Vooralsnog volstaan we met de opsomming van de risico's die we op dit moment onderkennen. Deze zijn in de volgende paragraaf verwoord.

Samen met ons administratiekantoor gaan we in 2016 een project starten waarin we streven naar  procesoptimalisatie met als voornaamste doelen: sneller inzicht in informatie, vereenvoudiging van processen met minder foutkans.

Flexibiliteit
Naast het zorgen voor voldoende financiële buffers en het beheersen van risico's, is ook kostenflexibiliteit een manier om risico’s te verminderen en te beheersen. Met behulp van het instrument dat we samen met de PO-Raad hebben ontwikkeld, bewaken we jaarlijks in hoeverre we onze baten kunnen verhogen en onze kosten kunnen verlagen en waar we flexibiliteit kunnen inbouwen.
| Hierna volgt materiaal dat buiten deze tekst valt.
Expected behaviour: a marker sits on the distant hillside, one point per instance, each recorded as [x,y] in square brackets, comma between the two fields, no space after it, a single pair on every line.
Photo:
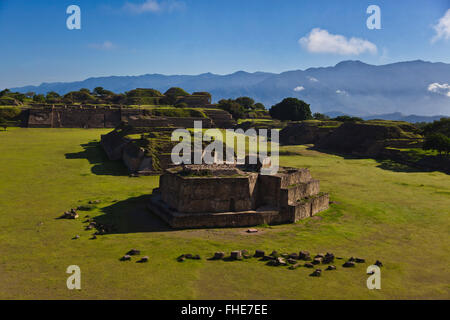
[353,87]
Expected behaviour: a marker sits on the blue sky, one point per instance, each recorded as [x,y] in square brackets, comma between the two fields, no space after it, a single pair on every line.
[132,37]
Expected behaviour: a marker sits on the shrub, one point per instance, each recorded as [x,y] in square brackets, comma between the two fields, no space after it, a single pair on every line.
[438,142]
[291,109]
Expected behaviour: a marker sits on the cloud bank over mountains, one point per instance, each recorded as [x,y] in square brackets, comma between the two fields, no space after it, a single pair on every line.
[352,87]
[321,41]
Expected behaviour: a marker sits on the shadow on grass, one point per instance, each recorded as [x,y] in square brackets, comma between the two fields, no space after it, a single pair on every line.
[130,216]
[391,165]
[94,153]
[385,164]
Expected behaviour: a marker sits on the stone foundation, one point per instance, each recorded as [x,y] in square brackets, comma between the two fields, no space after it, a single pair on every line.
[241,200]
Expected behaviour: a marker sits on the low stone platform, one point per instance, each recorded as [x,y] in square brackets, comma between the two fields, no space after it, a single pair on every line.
[185,200]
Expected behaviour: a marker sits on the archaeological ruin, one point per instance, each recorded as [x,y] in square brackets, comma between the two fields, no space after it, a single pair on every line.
[203,196]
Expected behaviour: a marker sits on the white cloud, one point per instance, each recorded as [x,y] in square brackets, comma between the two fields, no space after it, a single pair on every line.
[438,88]
[105,45]
[153,6]
[321,41]
[442,28]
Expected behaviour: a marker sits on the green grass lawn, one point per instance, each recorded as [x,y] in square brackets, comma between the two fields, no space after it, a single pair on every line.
[400,218]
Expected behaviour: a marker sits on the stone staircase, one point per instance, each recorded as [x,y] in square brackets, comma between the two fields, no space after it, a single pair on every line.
[221,118]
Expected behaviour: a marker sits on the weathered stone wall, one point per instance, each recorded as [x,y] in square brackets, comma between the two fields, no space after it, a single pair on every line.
[301,190]
[320,203]
[197,195]
[219,201]
[104,117]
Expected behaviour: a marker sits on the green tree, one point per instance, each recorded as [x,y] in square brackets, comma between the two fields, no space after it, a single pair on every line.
[52,97]
[347,119]
[439,126]
[291,109]
[236,110]
[246,102]
[259,106]
[39,98]
[320,116]
[176,92]
[438,142]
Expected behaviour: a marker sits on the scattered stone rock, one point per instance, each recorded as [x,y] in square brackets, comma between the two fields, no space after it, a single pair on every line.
[329,258]
[293,256]
[268,258]
[72,214]
[134,252]
[236,255]
[218,256]
[277,262]
[316,273]
[378,263]
[125,258]
[295,266]
[349,264]
[143,260]
[304,255]
[275,254]
[259,254]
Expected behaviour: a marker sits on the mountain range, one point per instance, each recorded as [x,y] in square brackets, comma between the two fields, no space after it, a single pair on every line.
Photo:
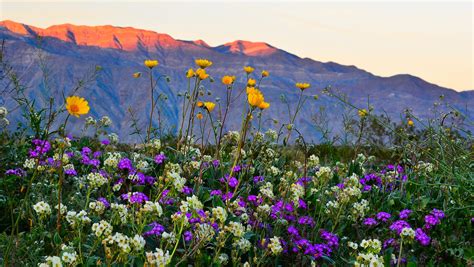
[70,51]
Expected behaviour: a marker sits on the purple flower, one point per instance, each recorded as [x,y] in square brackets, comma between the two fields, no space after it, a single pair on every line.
[422,237]
[104,201]
[383,216]
[233,182]
[331,239]
[216,192]
[160,158]
[187,190]
[188,236]
[125,164]
[135,197]
[399,225]
[18,172]
[156,229]
[293,231]
[431,220]
[404,214]
[370,222]
[438,213]
[257,179]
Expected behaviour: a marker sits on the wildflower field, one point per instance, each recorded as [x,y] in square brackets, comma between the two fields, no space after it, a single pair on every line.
[212,196]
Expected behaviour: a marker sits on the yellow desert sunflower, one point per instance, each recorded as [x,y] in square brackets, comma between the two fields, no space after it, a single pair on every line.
[228,80]
[203,63]
[303,86]
[209,106]
[248,69]
[77,106]
[151,63]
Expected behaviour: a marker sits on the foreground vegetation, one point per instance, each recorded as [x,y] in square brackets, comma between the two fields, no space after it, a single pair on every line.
[385,194]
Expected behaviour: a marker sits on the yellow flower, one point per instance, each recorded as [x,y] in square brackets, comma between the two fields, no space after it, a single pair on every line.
[203,63]
[201,73]
[77,106]
[264,105]
[137,75]
[151,63]
[190,73]
[362,112]
[209,106]
[251,83]
[248,69]
[228,80]
[255,98]
[302,86]
[251,89]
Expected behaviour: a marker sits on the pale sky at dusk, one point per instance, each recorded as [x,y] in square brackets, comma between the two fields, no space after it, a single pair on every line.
[432,40]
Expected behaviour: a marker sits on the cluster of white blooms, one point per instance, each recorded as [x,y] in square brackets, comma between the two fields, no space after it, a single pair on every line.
[297,192]
[352,245]
[158,258]
[29,164]
[407,233]
[42,209]
[219,214]
[359,209]
[96,179]
[69,167]
[143,165]
[177,180]
[371,245]
[424,167]
[63,208]
[97,206]
[105,121]
[191,203]
[242,244]
[51,261]
[274,171]
[112,159]
[3,120]
[223,259]
[90,121]
[102,229]
[232,136]
[155,144]
[77,219]
[122,211]
[313,161]
[267,190]
[236,228]
[369,259]
[113,137]
[271,134]
[169,237]
[138,242]
[69,255]
[324,173]
[263,210]
[152,207]
[275,245]
[65,158]
[204,232]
Uit voorgaande analyses blijkt dat we ongeveer 1% van onze begroting binnen zes maanden kunnen beïnvloeden en 2% binnen een jaar. Op langere termijn is een grotere flexibiliteit mogelijk.

9.5.5 Beschrijving van de belangrijkste risico's en onzekerheden (B2)

In onderstaande diagram zijn de conclusies uit onze uitgebreide risico-analyse van 2012 weergegeven:  



Hieruit hebben we in 2012 de conclusie getrokken dat er geen domeinen zijn waar er sprake is van een urgent risico. Op de domeinen Personeel, Organisatie en Huisvesting zijn er middelgrote risico’s en op de gebieden Onderwijs&Identiteit, PR&communicatie en Financiën waren er geen risico’s die extra aandacht vroegen. Er  waren binnen de domeinen wel urgente risico’s die nog niet volledig werden beheerst. Hiervoor was voldoende bufferliquiditeit aanwezig.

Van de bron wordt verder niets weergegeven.